Machine Learning Methods for Supervised Single-Label and Multi-Label Classification

  • Date:  Thursday, February 12, 2026
  • Time: 1:00pm – 2:20pm

PAST WORKSHOPS

Introduction to Python

  • Date:  Wednesday, January 21, 2026
  • Time: 10:30am – 11:50am

Efficient R Programming: Working with Many Columns, Functions, and Models

  • Date:  Thursday, January 22, 2026
  • Time: 12:00pm – 1:20pm

FemQuant Launches Spring Seminar Series

FemQuant is a network of researchers whose goal is to explore the use of feminist theory in current quantitive, empirical research across the social sciences, including sociology, economics, demography, social policy, psychology, health and international relations. They are hosting a monthly seminar series via zoom with scholars from around the world. The program of online FemQuant events for the coming term is now available, with FemQuant’s first event of the new year taking place next week on January 14. As always, all FemQuant events are free, online and open to all, but registration is required.

January – Research Seminar – Wednesday 14 January 2026
8-9:00 (EST) / 13-14:00 (GMT) / 14-15:00 (CET) (Check time in your time zone)

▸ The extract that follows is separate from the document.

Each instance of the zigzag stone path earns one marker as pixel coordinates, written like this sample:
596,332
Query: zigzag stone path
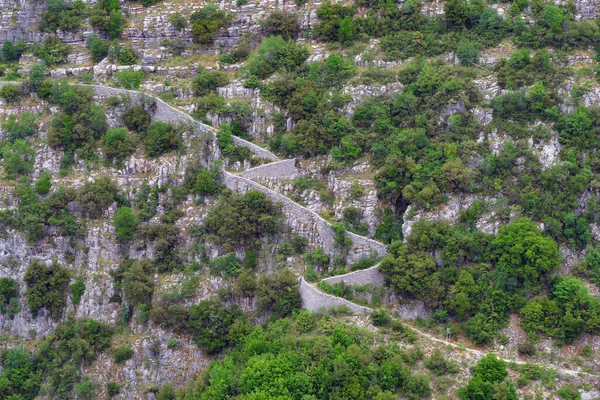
312,298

Outsider Orbit: Segmentation of Employment Trajectories and Feminisation of Outsiders in South Korea
Dr. Hyojin Seo, King’s College London

This paper investigates the labour market segmentation patterns based on employment trajectories using group-based multi-trajectory modelling on Korean Labor & Income Panel Study data. We find clear evidence of a segmented labour market, where outsiders have distinct employment trajectories from insiders, and women’s overrepresentation in outsider trajectories. Furthermore, outsiders are trapped in an ‘outsider orbit’, indicating a structural barrier that limits women to outsider jobs in Korea.

Hyojin Seo is a gender and labour market researcher, with expertise on gendered precarity and the role of institutions shaping gendered labour market patterns in Europe and East Asia. She is a Leverhulme Trust Early Career Fellow at King’s College London, having recently been granted a Leverhulme Trust Fellowship to investigate gendered experience of precarity in workers’ long-term career amid digitalisation in the UK and South Korea.

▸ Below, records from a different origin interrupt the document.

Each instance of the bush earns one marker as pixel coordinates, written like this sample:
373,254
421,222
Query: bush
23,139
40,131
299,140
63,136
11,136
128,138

February – Research Seminar – Thursday 12 February 2026
10-11:00 (EST) / 15-16:00 (GMT) / 16-17:00 (CET) (Check time in your time zone)

Deroutinization of Labor and Second Birth in West Germany: The Moderating Role of Childcare
Dr. Honorata Bogusz, University of Warsaw

Further details to be announced soon.

Honorata Bogusz is an empirical economist and demographer employed in the Interdisciplinary Centre for Labour Market and Family Dynamics (LabFam), Faculty of Economic Sciences, University of Warsaw. Her research interests lie in inequalities related to labor, gender, family, and LGBTQ+ issues.

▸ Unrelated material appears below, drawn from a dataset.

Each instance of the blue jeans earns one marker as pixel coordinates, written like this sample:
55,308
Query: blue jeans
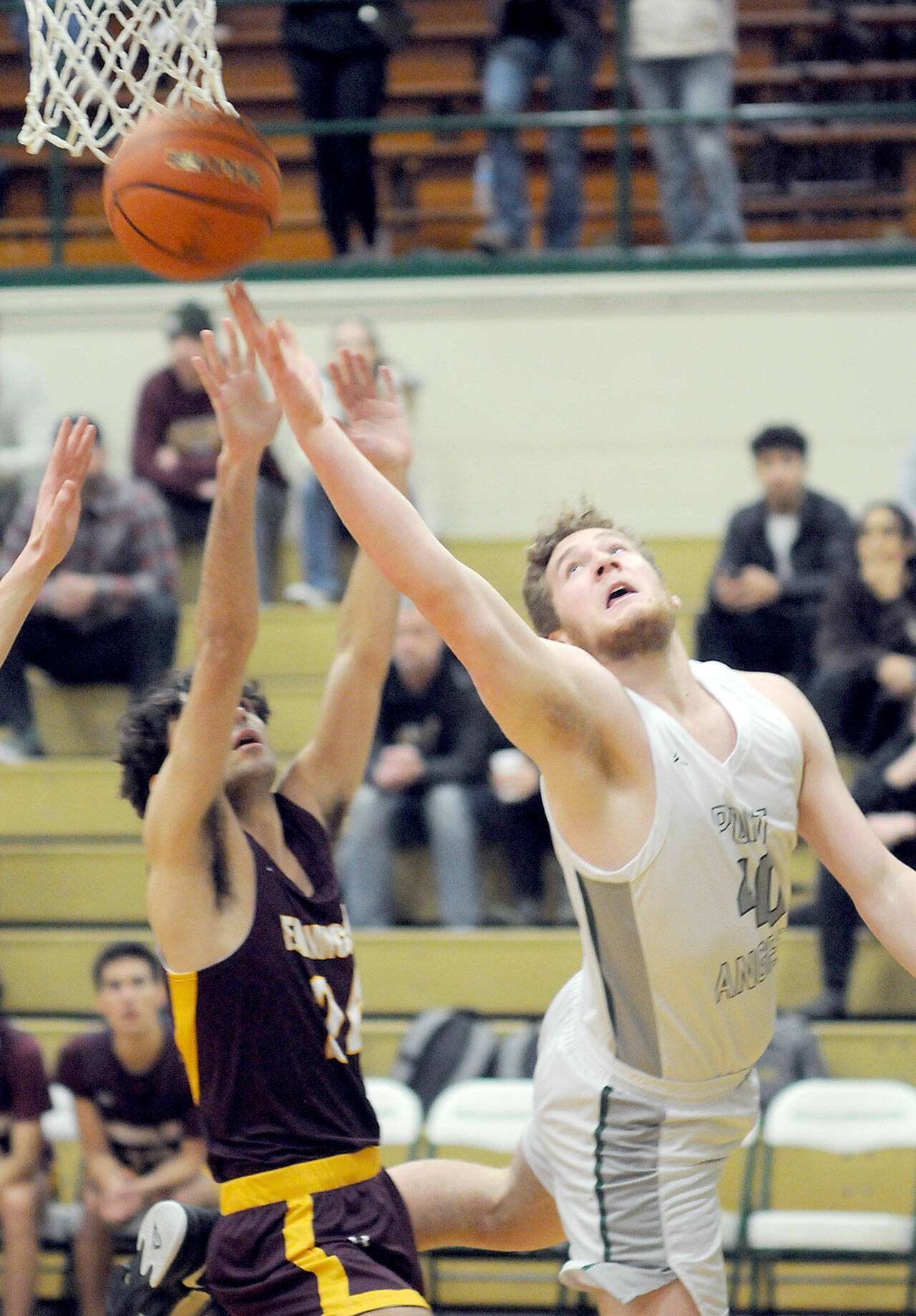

March – Conversation – Tuesday 3 March 2026
10-11:00 (EST) / 15-16:00 (GMT) / 16-17:00 (CET) (Check time in your time zone)

A Conversation with FemDem: The Feminist Demography Collective

This event is an opportunity to be in conversation with folks from the FemDem collective, hear about their plans, and chat about the future of feminist demographic research.

The Feminist Demography Collective is a group of scholars that seeks to advance the field of demography by critically assessing the historical roots of the field, pushing rigorous research informed by feminist theories, and demanding accountable research practices that are human- and community-centered.

May – Research Seminar

Chae Eun Kim, Cornell University

Further details to be announced soon.

June – Panel – Tuesday 23 June 2026
10 -11:00 (EDT) / 15-16:00 (BST) / 16-17:00 (CEST) (Check in your time zone)

Panel: Navigating the Peer Review Process with Queer/Feminist Quantitative Work Dr. Ridhi Kashyap, Dr. Rin Reczek, & Dr. Wendy Manning

In this panel, we will have a moderated discussion about the peer review processes with three scholars who have insights from perspectives as an editor, author, and reviewer of feminist/queer quantitative work. We will be collecting questions from audience members in the registration form and doing live Q&A during the event.

Ridhi Kashyap is Professor of Demography & Computational Social Science at University of Oxford, Rin Reczek is Professor of Sociology at The Ohio State University, and Wendy Manning is Distinguished Professor of Sociology at Bowling Green State University.